İnsanlar üzerine (yağmurun bolluğu, fakat veriminin azlığıyla) aldatıcı öylesi yıllar gelecek ki, (o zamanda) yalancı adam doğrulanacak, doğru adam yalanlanacak, hain adama güvenilecek, güvenilir adam da hainlikle itham edilecek. Yine (o devirde) “Ruveybida Adam” söz sahibi olacaktır. “Ruveybida Adam nedir?” diye sorulunca, Peygamber (sav) “önemsiz, basit, bilgisi kıt, aciz, fâsık ve sefih adamdır” diye cevap verdi. (İbn Mâce, Fiten, 24; Ahmed, II/291, 338; III/220; vd. Çeviri, İbn Mace metninden yapılmıştır.)

Dikkat edilirse iyi olanlar kötü, emin olanlar hain gibi gösterilirken “önemsiz, basit, bilgisi kıt, aciz, fâsık ve sefih” insanların söz sahibi gibi görüldüğü, kendilerince toplumu mühendisliği yaptıkları, halkı yönlendirmeye ve etki altına almaya çalışacakları da vurgulanmıştır.

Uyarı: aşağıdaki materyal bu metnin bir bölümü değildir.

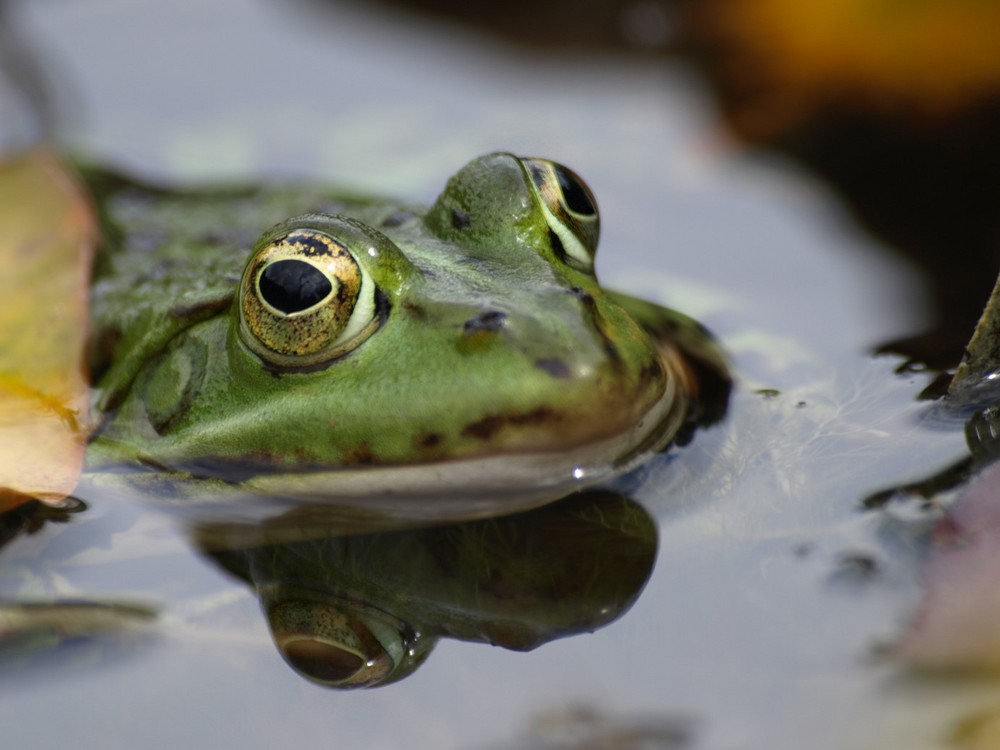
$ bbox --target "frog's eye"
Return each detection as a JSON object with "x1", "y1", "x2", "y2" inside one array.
[
  {"x1": 265, "y1": 598, "x2": 433, "y2": 688},
  {"x1": 521, "y1": 159, "x2": 601, "y2": 272},
  {"x1": 240, "y1": 228, "x2": 378, "y2": 368}
]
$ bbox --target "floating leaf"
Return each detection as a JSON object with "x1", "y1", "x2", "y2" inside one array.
[{"x1": 0, "y1": 150, "x2": 97, "y2": 511}]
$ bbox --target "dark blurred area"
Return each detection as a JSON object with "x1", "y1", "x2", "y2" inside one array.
[{"x1": 308, "y1": 0, "x2": 1000, "y2": 368}]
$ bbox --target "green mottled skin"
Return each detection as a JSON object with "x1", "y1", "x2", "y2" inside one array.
[{"x1": 85, "y1": 154, "x2": 727, "y2": 502}]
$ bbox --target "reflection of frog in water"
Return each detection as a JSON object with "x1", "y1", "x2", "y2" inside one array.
[{"x1": 194, "y1": 491, "x2": 657, "y2": 687}]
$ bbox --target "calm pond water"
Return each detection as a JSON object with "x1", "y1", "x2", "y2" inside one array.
[{"x1": 0, "y1": 0, "x2": 1000, "y2": 750}]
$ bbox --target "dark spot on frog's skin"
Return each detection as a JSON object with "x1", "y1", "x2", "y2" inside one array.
[
  {"x1": 403, "y1": 302, "x2": 427, "y2": 320},
  {"x1": 382, "y1": 211, "x2": 416, "y2": 227},
  {"x1": 274, "y1": 230, "x2": 333, "y2": 258},
  {"x1": 304, "y1": 201, "x2": 345, "y2": 216},
  {"x1": 535, "y1": 358, "x2": 570, "y2": 378},
  {"x1": 462, "y1": 310, "x2": 507, "y2": 336},
  {"x1": 462, "y1": 406, "x2": 559, "y2": 440}
]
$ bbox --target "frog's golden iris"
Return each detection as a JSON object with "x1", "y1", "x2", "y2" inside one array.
[{"x1": 240, "y1": 228, "x2": 377, "y2": 368}]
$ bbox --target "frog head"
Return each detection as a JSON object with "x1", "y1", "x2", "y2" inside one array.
[{"x1": 88, "y1": 153, "x2": 712, "y2": 508}]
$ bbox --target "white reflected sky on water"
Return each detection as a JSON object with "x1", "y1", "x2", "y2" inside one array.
[{"x1": 0, "y1": 0, "x2": 976, "y2": 750}]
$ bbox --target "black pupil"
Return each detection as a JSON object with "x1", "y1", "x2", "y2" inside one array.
[
  {"x1": 553, "y1": 164, "x2": 597, "y2": 216},
  {"x1": 258, "y1": 260, "x2": 333, "y2": 315}
]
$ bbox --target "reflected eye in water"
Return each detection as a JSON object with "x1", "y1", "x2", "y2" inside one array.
[{"x1": 265, "y1": 594, "x2": 434, "y2": 688}]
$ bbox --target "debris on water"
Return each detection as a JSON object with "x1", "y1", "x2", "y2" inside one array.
[{"x1": 833, "y1": 552, "x2": 881, "y2": 583}]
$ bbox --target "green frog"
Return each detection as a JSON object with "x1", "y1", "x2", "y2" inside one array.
[{"x1": 83, "y1": 153, "x2": 730, "y2": 515}]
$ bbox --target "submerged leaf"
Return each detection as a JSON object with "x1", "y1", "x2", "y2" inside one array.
[{"x1": 0, "y1": 150, "x2": 97, "y2": 511}]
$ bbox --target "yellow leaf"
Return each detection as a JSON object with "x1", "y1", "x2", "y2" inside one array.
[{"x1": 0, "y1": 149, "x2": 98, "y2": 512}]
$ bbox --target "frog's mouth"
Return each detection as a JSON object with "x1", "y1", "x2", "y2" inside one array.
[{"x1": 88, "y1": 388, "x2": 687, "y2": 521}]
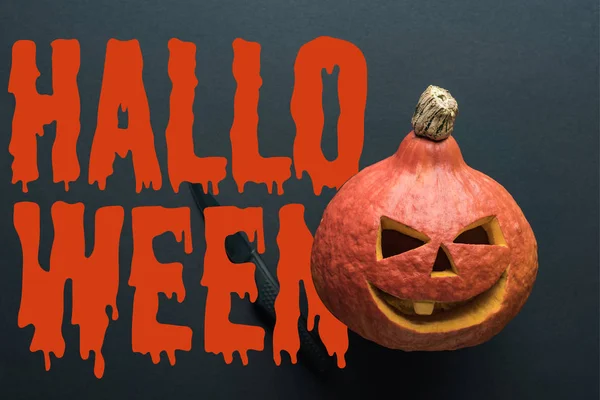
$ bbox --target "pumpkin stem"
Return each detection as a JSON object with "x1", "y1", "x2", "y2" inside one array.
[{"x1": 412, "y1": 85, "x2": 458, "y2": 141}]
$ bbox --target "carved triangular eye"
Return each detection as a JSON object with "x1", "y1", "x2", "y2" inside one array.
[
  {"x1": 454, "y1": 216, "x2": 506, "y2": 246},
  {"x1": 377, "y1": 217, "x2": 429, "y2": 260}
]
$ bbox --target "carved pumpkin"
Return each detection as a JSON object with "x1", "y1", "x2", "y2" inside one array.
[{"x1": 311, "y1": 86, "x2": 538, "y2": 351}]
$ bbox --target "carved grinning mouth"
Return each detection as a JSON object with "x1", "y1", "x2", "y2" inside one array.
[{"x1": 368, "y1": 268, "x2": 508, "y2": 332}]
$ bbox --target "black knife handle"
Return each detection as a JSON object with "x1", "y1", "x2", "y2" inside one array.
[{"x1": 248, "y1": 257, "x2": 333, "y2": 373}]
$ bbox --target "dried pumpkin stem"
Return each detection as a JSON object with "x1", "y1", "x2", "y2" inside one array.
[{"x1": 412, "y1": 85, "x2": 458, "y2": 141}]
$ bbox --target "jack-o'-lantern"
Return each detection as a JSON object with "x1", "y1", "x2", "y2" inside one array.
[{"x1": 311, "y1": 86, "x2": 538, "y2": 351}]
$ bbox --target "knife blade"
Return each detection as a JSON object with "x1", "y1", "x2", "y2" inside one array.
[{"x1": 189, "y1": 183, "x2": 333, "y2": 373}]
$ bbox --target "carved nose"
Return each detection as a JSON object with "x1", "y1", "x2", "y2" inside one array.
[{"x1": 431, "y1": 246, "x2": 457, "y2": 278}]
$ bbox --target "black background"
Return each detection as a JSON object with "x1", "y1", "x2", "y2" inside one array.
[{"x1": 0, "y1": 0, "x2": 599, "y2": 399}]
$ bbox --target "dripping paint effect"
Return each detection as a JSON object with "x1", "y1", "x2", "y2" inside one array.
[{"x1": 273, "y1": 204, "x2": 348, "y2": 368}]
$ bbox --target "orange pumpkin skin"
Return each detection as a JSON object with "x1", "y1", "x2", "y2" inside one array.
[{"x1": 311, "y1": 131, "x2": 538, "y2": 351}]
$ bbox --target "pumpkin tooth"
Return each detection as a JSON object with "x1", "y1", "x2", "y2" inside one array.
[{"x1": 413, "y1": 301, "x2": 435, "y2": 315}]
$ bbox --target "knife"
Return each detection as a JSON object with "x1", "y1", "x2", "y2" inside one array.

Böyle bir vicdan kapanmasında ve imani şuur yokluğunda kişinin Allah’ın varlığını ve sanatını takdir etmesi de mümkün olmayacağından, ahiret inancından gafil bir yaşam tarzı söz konusu olacağından bu kişilerin ölümlerinin cahiliye ölümü gibi olacağı da hadiste bildirilmiştir. Kuran ahlakının ve Allah sevgisinin mümine kazandırdığı dürüstlük, fedakarlık, nezaket, sevgi, akıl, vicdan, mertlik, samimiyet, vefa, sadakat, adalet duygularından yoksun olan, haksızlık ve zulüm yapan, iyiliği kötülükle karıştırıp kötüyü iyi, iyiyi kötü gösteren insanların durumu anlatılmaktadır. Peygamberimiz (sav)’in Allah’ın vahiyle öğrenip haber verdiği ahir zamana dair bu bilgiler insanların karşılaştıkları olayları ya da toplumsal sorunları değerlendirirken doğru ve makul bir yorum yapabilmeleri için son derece önemlidir.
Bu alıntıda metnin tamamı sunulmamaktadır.